Let $\ell$ be a strictly positive integer. Let $F$ be a closed subset of $\mathbb { R } ^ { \ell }$ and let $\phi : F \rightarrow F$ be a map. We assume that there exists $k \in [ 0,1 [$ such that $$\forall x \in F , \quad \forall y \in F , \quad \| \phi ( y ) - \phi ( x ) \| \leqslant k \| y - x \| .$$ (a) We choose a point $x _ { 0 } \in F$. Show that the formula $x _ { n + 1 } = \phi \left( x _ { n } \right)$ defines a sequence $\left( x _ { n } \right) _ { n \geqslant 0 }$ of elements of $F$, and that this sequence is convergent in $F$.

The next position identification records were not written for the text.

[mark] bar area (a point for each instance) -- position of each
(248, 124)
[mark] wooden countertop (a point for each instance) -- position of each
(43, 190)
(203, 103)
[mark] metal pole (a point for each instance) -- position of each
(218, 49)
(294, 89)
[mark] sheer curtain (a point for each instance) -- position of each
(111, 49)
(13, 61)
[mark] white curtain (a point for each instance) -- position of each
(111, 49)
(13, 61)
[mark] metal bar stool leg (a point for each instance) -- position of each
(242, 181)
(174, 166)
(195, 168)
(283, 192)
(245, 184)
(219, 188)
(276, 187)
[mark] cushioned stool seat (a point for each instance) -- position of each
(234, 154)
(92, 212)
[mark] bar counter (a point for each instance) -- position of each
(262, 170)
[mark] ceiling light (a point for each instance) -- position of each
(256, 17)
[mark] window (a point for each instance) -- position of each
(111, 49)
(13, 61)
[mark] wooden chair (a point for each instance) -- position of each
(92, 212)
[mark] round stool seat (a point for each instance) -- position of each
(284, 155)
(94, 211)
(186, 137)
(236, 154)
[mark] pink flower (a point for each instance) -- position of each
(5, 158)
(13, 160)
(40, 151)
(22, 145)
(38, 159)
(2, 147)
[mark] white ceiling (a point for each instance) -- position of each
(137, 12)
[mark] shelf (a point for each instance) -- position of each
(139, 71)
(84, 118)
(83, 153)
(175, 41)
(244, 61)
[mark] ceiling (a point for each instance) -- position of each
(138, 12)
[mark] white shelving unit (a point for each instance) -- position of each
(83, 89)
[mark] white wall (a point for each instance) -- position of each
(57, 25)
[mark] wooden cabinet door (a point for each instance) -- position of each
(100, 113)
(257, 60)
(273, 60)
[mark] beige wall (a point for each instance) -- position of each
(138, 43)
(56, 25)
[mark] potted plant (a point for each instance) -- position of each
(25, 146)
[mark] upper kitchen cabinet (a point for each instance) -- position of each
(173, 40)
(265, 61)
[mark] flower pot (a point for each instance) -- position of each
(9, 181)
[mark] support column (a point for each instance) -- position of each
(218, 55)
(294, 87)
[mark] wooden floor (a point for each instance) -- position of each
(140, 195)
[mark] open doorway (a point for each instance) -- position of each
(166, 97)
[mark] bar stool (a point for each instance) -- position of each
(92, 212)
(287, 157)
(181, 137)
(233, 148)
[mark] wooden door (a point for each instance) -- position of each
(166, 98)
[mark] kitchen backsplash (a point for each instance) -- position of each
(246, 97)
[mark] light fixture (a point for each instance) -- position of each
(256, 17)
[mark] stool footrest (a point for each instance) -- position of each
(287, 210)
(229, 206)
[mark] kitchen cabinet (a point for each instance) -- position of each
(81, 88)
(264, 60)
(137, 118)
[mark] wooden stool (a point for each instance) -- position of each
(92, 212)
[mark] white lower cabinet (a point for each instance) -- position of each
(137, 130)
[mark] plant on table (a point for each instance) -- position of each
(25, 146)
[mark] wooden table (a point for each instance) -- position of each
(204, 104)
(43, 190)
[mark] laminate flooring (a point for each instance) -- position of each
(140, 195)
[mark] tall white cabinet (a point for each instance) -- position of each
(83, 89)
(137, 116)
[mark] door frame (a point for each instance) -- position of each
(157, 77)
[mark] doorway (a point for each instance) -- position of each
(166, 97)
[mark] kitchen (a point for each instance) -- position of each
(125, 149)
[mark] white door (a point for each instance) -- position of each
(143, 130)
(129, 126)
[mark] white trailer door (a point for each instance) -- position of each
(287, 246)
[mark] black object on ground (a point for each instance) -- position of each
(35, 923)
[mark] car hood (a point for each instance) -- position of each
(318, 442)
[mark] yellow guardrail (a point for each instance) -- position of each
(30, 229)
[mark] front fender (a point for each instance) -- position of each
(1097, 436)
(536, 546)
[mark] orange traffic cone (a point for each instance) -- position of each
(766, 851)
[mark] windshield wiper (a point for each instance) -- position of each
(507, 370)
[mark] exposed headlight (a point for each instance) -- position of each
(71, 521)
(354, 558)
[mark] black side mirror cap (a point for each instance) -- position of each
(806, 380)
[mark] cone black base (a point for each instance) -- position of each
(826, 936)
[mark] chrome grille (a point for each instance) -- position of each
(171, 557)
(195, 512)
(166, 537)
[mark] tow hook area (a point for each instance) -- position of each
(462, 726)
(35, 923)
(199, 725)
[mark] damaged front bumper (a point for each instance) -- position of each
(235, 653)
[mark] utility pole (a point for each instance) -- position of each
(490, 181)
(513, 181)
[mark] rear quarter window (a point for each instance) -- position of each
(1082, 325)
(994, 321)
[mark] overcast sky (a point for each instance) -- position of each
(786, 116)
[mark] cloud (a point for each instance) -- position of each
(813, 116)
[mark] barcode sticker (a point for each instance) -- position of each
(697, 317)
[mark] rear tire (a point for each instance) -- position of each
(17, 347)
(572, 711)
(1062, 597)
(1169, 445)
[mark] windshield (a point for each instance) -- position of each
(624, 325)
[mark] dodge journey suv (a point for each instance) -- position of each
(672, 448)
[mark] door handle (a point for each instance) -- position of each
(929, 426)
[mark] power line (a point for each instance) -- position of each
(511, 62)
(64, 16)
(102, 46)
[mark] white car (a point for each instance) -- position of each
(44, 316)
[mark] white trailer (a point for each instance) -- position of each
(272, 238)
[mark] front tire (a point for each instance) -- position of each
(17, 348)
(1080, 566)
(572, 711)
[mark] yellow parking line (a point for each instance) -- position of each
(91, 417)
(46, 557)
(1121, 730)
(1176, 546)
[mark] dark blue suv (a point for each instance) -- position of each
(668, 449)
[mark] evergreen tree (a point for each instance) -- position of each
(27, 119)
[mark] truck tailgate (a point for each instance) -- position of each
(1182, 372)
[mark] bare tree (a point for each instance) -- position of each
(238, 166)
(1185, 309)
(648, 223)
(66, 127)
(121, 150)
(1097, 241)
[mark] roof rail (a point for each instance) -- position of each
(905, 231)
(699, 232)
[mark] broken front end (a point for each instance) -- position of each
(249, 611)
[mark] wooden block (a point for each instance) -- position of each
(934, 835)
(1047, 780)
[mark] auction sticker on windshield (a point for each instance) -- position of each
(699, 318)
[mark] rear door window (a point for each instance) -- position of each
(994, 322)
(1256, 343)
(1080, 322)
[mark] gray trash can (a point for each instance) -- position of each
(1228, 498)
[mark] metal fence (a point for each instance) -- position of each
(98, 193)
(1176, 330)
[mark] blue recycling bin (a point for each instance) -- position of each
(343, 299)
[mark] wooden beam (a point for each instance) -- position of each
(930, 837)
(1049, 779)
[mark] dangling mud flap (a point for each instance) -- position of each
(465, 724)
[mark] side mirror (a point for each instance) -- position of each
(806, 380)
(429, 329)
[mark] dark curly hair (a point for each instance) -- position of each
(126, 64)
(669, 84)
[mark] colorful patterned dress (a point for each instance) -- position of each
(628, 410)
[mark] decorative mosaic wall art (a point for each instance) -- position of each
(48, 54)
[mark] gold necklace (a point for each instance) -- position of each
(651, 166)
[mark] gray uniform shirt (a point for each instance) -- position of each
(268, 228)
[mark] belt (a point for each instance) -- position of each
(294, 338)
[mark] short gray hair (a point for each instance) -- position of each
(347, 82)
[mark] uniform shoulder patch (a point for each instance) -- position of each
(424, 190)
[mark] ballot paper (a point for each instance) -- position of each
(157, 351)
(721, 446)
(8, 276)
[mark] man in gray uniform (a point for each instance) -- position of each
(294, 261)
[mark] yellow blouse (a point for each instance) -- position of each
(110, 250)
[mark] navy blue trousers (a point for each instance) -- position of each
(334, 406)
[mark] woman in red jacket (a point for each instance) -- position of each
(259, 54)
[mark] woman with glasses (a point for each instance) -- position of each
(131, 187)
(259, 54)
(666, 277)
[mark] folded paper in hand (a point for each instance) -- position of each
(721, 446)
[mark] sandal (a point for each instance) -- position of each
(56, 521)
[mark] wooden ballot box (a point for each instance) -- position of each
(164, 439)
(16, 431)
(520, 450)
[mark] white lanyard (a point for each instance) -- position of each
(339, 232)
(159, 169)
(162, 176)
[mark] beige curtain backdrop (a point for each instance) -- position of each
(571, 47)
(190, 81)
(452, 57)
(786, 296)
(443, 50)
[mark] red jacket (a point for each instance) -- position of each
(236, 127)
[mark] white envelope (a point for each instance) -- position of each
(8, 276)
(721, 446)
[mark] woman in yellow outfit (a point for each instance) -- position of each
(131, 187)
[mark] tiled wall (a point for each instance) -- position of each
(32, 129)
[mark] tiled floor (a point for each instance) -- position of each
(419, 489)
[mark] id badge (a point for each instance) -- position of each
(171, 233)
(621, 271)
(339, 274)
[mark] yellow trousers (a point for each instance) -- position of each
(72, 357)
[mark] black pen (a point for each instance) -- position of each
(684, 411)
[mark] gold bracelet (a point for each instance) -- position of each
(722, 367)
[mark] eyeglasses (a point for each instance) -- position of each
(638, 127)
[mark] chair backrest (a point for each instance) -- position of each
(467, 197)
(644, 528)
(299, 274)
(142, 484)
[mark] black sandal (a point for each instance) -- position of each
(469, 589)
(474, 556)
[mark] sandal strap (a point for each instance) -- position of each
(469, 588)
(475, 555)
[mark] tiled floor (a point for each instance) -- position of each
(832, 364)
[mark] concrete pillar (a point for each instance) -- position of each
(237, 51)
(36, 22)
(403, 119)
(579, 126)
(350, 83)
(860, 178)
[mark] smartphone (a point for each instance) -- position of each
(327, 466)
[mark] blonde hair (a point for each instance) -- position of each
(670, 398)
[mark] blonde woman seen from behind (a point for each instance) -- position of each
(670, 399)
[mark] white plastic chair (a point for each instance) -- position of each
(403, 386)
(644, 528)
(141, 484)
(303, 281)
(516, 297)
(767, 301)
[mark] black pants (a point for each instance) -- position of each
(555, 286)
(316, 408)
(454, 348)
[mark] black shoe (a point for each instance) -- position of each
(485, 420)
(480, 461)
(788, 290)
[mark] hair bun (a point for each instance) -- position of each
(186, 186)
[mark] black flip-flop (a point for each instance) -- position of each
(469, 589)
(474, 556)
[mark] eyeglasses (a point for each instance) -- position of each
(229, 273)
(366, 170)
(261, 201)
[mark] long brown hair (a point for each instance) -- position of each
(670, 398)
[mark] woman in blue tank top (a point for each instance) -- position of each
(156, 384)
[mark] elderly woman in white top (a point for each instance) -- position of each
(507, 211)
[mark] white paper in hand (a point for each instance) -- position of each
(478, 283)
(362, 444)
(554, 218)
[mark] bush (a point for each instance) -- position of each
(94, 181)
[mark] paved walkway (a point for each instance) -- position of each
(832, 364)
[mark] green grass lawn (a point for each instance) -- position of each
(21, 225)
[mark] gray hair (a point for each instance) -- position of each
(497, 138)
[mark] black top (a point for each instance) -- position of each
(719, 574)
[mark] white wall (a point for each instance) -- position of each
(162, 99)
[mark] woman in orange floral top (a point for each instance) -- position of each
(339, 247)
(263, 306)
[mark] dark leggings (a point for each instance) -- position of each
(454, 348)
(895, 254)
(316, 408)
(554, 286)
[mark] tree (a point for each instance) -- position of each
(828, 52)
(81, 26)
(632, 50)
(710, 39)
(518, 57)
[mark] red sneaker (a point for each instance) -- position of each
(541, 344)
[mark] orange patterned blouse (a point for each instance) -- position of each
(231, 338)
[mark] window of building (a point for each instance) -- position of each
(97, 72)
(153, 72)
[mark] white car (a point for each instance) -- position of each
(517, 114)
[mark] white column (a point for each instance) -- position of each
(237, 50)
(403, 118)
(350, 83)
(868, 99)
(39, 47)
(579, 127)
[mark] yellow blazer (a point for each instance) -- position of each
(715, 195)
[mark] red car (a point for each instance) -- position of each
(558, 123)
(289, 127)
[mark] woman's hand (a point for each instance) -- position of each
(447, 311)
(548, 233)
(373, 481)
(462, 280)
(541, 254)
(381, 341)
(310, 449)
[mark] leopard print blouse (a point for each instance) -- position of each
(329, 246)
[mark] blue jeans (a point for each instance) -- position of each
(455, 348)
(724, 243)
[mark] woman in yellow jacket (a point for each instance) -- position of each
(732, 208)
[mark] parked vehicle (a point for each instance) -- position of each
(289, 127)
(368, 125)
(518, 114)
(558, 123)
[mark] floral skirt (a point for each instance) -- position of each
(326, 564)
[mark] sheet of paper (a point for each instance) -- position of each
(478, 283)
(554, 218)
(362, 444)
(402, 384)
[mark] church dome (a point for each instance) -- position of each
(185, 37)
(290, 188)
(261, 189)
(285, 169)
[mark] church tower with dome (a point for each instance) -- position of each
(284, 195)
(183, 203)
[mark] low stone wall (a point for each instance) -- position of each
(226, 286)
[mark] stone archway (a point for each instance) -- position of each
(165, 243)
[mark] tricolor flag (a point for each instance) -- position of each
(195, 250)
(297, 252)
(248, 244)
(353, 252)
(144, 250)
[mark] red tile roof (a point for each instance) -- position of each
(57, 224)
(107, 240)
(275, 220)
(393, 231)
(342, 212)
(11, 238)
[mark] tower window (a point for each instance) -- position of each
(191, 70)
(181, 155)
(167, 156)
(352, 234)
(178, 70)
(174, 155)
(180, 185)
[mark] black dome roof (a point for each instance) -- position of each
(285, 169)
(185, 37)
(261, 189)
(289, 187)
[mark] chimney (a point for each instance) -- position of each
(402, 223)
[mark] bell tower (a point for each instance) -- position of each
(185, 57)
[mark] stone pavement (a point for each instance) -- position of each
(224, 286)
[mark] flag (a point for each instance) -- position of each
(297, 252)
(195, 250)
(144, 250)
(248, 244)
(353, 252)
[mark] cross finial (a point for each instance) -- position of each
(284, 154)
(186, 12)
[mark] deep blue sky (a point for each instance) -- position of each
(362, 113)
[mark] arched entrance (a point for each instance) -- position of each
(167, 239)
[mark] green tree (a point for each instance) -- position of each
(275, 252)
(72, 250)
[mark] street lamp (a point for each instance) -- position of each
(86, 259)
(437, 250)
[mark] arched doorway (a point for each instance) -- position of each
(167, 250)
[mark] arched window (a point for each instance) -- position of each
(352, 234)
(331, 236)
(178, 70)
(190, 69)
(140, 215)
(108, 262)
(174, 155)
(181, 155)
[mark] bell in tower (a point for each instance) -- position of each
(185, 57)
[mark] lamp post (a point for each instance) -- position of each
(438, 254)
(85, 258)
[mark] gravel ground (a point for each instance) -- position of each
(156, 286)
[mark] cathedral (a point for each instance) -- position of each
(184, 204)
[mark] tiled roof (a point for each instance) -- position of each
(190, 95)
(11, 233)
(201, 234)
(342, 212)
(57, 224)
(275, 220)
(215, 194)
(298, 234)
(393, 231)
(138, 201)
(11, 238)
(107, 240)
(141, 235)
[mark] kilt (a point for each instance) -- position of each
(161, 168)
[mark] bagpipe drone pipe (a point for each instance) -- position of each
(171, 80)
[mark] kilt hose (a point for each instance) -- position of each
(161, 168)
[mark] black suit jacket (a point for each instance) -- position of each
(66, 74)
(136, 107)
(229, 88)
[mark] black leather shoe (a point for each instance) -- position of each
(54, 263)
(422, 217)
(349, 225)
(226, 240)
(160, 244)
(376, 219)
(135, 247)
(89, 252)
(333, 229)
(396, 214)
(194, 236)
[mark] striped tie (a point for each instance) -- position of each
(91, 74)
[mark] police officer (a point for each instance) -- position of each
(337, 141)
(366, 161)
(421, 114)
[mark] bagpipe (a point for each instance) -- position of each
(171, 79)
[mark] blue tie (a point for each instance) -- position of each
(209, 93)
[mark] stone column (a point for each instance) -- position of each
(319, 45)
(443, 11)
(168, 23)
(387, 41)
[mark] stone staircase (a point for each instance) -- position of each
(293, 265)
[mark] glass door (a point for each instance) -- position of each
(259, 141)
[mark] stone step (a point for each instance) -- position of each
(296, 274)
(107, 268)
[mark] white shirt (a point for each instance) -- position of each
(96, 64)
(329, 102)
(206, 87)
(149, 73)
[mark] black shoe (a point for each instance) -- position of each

(b) Deduce that $\phi$ has a unique fixed point in $F$.
(c) This fixed point being denoted $x ^ { * }$, bound $\left\| x _ { n } - x ^ { * } \right\|$ as a function of $\left\| x _ { 0 } - x ^ { * } \right\|$.
(d) In what precedes, we assume that $$\phi = \underbrace { \theta \circ \cdots \circ \theta } _ { m \text { times } } ,$$ where $\theta : F \rightarrow F$ is a map and $m \geqslant 2$ is an integer. Show that $\theta$ has a fixed point, and a unique one, in $F$.